Хотя ради того, чтобы спасти и вылечить любимого человека, можно и не на такое пойти, рассудила Мариша. И Симона больше не осуждала.
— По такой предварительной договоренности, да, в первый раз, — ответил Симон. — Обычно дамы предлагают мне уединиться с ними сразу же после представления. У нас есть даже специальные комнаты для этих целей. Никаких камер там быть не может.
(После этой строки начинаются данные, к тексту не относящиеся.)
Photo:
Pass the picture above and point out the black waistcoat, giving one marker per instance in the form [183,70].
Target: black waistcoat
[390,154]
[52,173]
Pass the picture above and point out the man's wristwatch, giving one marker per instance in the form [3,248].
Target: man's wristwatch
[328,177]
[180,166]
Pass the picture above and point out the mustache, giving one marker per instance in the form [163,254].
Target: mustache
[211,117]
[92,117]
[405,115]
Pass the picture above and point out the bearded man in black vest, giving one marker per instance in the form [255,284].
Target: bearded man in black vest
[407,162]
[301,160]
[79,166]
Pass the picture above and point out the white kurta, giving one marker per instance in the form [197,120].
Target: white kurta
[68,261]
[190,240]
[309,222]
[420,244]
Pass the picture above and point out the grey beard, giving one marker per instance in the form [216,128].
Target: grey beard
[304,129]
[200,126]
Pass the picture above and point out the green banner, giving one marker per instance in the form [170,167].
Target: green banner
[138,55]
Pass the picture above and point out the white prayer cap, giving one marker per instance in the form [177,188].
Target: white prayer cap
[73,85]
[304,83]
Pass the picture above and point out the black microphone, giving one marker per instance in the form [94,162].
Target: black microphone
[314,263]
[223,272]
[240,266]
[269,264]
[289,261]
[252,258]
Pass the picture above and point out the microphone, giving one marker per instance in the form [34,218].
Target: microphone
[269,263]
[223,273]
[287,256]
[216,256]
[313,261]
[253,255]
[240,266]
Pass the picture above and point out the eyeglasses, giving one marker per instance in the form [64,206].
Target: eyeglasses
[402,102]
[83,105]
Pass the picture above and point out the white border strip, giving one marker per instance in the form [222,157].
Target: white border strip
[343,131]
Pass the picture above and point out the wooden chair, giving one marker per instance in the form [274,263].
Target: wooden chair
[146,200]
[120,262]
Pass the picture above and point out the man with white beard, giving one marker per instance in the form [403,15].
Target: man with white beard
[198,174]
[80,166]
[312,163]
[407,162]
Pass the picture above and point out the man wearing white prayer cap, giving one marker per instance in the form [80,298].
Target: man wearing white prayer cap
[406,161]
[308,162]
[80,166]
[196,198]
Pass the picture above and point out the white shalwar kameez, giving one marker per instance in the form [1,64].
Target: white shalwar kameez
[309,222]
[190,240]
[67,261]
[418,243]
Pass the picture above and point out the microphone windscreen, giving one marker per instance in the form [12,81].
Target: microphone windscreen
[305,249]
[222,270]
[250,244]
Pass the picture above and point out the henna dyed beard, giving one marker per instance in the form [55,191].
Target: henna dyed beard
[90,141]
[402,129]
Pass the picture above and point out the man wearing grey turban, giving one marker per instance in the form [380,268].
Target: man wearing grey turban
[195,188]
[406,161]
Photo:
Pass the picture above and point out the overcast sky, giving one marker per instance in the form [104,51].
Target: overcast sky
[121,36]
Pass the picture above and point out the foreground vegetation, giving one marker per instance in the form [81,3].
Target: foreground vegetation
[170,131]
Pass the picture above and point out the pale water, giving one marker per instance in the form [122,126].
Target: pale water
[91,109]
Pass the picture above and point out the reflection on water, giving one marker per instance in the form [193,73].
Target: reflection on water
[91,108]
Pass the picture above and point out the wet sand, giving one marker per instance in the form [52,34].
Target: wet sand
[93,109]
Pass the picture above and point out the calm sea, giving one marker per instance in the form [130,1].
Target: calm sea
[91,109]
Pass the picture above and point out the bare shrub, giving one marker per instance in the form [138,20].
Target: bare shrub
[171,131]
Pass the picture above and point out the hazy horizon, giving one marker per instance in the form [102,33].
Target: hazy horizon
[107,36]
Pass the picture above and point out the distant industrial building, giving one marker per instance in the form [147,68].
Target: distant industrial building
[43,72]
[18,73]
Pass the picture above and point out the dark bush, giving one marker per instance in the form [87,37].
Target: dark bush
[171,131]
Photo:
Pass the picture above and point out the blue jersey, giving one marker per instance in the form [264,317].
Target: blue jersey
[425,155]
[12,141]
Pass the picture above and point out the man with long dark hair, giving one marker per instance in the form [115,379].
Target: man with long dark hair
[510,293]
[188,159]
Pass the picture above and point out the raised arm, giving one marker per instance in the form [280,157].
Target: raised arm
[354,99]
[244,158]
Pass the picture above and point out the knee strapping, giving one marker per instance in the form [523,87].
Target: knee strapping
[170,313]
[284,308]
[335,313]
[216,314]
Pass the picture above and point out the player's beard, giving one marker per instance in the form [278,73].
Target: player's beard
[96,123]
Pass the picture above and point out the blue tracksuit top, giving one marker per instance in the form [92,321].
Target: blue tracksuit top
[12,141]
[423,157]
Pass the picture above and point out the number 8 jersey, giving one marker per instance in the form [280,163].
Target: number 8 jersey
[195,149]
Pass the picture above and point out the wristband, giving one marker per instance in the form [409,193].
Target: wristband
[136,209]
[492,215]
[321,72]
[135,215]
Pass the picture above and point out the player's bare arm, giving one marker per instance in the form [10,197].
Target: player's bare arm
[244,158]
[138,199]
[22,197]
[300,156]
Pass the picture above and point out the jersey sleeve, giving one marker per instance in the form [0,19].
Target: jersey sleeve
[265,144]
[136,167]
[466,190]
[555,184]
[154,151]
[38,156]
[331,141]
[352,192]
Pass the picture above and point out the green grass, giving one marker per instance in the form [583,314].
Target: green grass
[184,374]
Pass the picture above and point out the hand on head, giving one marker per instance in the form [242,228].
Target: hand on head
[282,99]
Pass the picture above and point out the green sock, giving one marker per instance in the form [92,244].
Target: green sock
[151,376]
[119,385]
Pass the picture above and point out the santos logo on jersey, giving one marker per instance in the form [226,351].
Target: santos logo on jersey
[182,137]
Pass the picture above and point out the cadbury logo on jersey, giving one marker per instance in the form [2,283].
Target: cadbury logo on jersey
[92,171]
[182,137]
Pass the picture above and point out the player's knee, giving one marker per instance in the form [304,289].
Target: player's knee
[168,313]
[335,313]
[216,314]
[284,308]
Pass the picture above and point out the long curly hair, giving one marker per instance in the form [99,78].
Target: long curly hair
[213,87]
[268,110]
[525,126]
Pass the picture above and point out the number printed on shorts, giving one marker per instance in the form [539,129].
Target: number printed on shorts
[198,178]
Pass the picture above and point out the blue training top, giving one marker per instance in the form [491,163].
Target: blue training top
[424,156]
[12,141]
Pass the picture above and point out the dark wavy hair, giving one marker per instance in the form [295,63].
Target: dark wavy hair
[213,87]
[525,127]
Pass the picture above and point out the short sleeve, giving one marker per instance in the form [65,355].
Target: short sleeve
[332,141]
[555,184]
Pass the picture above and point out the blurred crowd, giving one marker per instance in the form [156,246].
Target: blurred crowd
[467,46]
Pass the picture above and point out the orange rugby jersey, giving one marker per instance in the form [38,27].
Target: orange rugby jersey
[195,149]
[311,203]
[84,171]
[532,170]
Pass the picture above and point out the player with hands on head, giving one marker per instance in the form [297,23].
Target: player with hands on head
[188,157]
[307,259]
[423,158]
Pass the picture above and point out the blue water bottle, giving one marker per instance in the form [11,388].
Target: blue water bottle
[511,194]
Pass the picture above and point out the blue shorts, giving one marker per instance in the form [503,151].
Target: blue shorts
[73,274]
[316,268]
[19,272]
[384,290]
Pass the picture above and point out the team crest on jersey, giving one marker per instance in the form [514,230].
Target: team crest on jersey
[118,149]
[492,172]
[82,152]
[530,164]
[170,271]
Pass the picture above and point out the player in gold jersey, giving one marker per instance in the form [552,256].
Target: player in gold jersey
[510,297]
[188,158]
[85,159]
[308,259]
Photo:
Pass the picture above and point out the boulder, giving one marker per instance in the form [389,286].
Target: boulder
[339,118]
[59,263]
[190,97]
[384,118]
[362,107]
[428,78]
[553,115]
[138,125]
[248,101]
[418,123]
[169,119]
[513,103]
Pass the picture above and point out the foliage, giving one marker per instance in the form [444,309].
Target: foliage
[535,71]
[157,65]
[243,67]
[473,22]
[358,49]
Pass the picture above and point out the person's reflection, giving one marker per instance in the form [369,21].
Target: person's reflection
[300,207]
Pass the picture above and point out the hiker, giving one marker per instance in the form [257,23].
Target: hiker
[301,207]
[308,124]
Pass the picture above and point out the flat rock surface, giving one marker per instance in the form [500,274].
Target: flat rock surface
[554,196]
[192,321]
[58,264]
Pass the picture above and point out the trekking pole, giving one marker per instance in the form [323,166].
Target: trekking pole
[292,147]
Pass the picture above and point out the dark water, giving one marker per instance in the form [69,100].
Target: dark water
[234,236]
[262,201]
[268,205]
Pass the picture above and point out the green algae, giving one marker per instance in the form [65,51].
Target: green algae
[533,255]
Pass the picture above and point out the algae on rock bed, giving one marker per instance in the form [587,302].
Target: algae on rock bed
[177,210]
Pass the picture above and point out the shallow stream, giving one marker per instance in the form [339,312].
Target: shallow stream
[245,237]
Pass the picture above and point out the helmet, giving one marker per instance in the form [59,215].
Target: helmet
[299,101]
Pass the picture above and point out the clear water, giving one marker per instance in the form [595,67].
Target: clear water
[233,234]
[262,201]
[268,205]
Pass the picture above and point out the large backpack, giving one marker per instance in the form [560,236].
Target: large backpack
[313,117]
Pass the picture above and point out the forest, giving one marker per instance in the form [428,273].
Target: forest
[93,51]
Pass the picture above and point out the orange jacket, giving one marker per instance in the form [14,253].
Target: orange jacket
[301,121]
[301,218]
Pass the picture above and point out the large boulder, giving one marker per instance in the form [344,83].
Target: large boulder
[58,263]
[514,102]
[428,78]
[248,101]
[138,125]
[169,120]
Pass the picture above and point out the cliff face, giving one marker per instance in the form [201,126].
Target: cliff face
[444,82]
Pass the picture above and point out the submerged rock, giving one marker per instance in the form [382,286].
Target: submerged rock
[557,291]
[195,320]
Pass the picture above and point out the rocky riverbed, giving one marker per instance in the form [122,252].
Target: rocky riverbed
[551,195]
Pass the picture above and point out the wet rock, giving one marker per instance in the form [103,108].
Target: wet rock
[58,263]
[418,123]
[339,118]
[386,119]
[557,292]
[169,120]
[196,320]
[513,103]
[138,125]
А если и есть, то уж пленки остаются в руках Котова, а никак не у посторонних людей.
— Ясно, — кивнула Мариша. — А что-нибудь еще про твою заказчицу и партнершу можешь сказать?
— Это точно была не ты, — хмыкнув, сказал Симон. — Кто-то тебя подставил. Да и меня тоже. А парик, который был на той девке, я узнал. Да и ее родинку на плече тоже.
— Такая родинка есть и у меня, — вздохнула Мариша.
— А у нее она была нарисована, — сказал Симон.
— Да ты что?! — ахнула Мариша.
— Своими глазами видел, как та баба ей ее малевала, — заверил ее Симон. — Я еще тогда подумал, что дело точно нечисто. Но бежать уже было некуда. Вот я и не ушел. Дурак! Если Котов увидит эту пленку, я вылечу отсюда с такими рекомендациями, что меня и в подтанцовку никто и никогда не возьмет. Даже в последний гадюшник.
— А когда ты встречался с теми женщинами? — спросила у него Мариша.